中国の国家主席としては10年ぶりに日本を訪れた胡錦濤国家主席。福田総理との首脳会談では信頼関係の強化で合意しましたが、東シナ海のガス田開発問題などは最終決着に至りませんでした。
2時間近くに及んだ首脳会談で、両首脳は「戦略的互恵関係」の包括的推進に関する日中共同声明を出すことで合意、署名式が行われました。
「日中両国は国際社会における責任を認識し、絶えず相互理解と相互信頼を深め、互恵協力を拡大しながらアジアと世界の良き未来を共に作り上げていかなければなりません」(福田康夫首相)
「中日両国は、近隣としてアジアと世界に向け、重要な影響力を持つ国として、平和、友好、協力の道を歩むしかありません」(胡錦濤国家主席)
この政治文書は、10年前に江沢民主席が来日した際に出された日中共同宣言に続く、4つ目の政治文書となります。焦点のチベット問題では、中国政府がダライ・ラマ側と対話を行ったことを、福田総理が本格対話への第一歩として評価しました。

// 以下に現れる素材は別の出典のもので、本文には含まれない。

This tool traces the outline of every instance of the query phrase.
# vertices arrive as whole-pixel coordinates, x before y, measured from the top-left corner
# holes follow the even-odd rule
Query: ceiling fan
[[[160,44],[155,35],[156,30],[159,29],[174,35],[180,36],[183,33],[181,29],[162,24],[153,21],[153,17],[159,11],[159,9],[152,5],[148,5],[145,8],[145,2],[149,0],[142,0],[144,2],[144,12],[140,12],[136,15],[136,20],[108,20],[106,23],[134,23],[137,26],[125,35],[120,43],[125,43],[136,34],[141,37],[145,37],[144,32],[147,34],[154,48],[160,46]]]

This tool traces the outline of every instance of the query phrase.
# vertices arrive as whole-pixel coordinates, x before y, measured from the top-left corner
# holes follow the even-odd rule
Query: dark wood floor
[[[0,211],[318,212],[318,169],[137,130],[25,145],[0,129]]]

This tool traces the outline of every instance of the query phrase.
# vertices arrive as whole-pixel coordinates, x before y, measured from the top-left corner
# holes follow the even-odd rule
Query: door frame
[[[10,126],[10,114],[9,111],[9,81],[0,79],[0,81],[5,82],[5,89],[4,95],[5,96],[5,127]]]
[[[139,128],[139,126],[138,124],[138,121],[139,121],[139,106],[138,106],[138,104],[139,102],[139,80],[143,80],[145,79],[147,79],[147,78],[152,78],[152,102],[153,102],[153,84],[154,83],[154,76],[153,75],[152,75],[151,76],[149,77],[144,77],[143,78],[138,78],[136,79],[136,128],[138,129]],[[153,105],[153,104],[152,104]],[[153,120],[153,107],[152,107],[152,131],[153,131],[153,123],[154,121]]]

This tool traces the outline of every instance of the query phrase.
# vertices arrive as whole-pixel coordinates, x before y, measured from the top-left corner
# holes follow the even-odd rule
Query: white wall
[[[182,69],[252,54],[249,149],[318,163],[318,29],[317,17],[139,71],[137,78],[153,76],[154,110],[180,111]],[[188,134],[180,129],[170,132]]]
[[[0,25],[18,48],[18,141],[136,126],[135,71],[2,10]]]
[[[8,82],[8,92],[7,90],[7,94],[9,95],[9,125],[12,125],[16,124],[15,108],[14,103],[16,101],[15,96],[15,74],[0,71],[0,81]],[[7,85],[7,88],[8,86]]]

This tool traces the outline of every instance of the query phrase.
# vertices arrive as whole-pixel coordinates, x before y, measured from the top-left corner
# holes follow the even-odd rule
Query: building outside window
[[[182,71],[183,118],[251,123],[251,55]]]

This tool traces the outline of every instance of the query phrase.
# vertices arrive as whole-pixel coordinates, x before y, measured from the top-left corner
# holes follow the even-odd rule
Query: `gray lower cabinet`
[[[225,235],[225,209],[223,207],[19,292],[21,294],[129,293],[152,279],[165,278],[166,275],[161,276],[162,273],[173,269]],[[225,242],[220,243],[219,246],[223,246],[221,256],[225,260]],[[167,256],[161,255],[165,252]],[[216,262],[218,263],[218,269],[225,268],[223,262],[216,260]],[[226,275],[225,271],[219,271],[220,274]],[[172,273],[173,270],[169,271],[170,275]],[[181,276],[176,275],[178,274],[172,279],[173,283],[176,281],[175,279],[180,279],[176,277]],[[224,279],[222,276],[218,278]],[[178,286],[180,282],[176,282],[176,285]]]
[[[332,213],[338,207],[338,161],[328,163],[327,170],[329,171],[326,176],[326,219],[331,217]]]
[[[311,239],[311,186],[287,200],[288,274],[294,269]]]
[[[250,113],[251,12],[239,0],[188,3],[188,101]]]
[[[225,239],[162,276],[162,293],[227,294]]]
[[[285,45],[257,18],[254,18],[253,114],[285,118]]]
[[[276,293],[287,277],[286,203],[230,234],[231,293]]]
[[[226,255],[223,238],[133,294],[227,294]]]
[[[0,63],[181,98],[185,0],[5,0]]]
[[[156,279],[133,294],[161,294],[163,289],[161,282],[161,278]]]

「私たちは(ダライ側との)接触が、積極的な成果を挙げることを望んでいる」(胡錦濤国家主席)
また気候変動問題では、日本が温暖化対策として提案している産業や部門ごとに温暖化ガスを削減する方式に、中国側が支持する内容の共同声明をまとめることでも一致しました。
「日中友好のシンボルとして、新たにパンダの貸与をしていただくとの申し出を頂きました。日本国民も喜ぶものと思うと、感謝と歓迎の意を表明しました」(福田康夫首相)
胡錦濤主席は、先日、ジャイアントパンダのリンリンが死んだことを受けて、上野動物園にパンダのつがいを提供することを約束しました。
また北京オリンピック開会式への出席について、福田総理は、「考えてみたらまだ先なんですね。事情が許せば前向きに検討してまいりましょう」。
友好ムードの一方、先送りとなった課題もありました。両国間の懸案事項である中国製の冷凍ギョーザ問題については、双方の捜査当局が引き続き真相解明に向けて協力していくことが確認されました。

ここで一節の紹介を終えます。